The Johnstown Polka
By Sharon Sheehe Stark, first published in West Branch
In Johnstontown, Pennsylvania, two women, generations apart, survive devastating floods that kill their families. They meet and share their stories, but find it difficult to bond over the differences in their experiences.
Author
Published in
Year
Words
Genres
Collections
Plot Summary
When Cookie arrives to pick up Francine from her house, the house is eerily similar to her family house before the last flood that killed her first husband Frank and two daughters. Cookie and Francine drive to the local nursing home to perform with their glee club, the Friendly City Singers. After their set at the rest home and a rousing rendition of the Johnstontown Polka, Francine is approached by a resident, Libby Quigg—the oldest living survivor of the 1899 flood. Libby remarks to Francine that the rest home has “Foster Grandpersons’ program” and that Francine should apply. The next day, while at work at a town department store and grocer, Francine overhears that 60 Minutes’s Morely Safer is in town conducting interviews.
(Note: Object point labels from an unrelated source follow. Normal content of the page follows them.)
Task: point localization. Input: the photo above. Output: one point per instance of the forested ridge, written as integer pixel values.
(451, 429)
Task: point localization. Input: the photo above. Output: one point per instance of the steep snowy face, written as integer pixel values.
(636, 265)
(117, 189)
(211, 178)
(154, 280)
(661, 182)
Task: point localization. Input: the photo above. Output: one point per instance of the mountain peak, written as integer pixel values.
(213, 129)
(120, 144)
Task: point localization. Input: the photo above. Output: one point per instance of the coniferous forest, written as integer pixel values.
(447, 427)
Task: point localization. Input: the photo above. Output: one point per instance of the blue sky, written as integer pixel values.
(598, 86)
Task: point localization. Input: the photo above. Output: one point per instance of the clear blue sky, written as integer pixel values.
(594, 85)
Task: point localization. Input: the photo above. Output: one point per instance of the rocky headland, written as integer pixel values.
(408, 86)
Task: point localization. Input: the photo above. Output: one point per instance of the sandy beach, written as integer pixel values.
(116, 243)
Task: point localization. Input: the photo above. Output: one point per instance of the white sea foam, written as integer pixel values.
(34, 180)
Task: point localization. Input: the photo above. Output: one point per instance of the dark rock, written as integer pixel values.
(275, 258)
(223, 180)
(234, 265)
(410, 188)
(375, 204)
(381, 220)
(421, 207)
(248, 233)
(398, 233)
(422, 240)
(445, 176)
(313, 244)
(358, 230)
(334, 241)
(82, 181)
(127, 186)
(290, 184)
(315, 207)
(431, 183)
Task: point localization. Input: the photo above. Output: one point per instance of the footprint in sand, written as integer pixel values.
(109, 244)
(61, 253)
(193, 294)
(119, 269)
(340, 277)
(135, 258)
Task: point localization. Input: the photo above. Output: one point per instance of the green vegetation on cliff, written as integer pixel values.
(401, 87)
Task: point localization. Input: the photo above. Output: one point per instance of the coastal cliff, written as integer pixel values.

That weekend, at the bar her husband Ray works at, she and Connie sit watching the 60 Minutes episode that features Libby in her regard as survivor of the Flood of 99. The town mayor expounds that though unemployment is high in Johnstontown, crime is down, to which Francine scoffs. The next day, Francine brings Libby to her house to spend the night, and after dinner and a bath, Libby is put to bed. Checking on Libby during the night, Francine is startled when she discovers Libby isn’t asleep, and the two strike up a conversation wherein Francine shares the story of the flood that her family—her first husband and first two children— was lost in. Libby, in her snide way, dismisses Francine’s story, remarking that, “As floods go, yours don’t amount to beans.” Several days later, after Libby tricks Francine into taking her to Johnstontown’s Inclined Plane, the two take several long rides in the rapturous cold up and down the incline as Libby relates the story of the 1899 flood that, with its 50 foot waves, destroyed the city, sweeping everything up careening towards a mountain and back again. Francine later reproaches Libby for her cheery recollection of the flood, declaring, “Shame on you ! You make that flood sound like the circus come to town, like you was just havin’ yourself a ball.”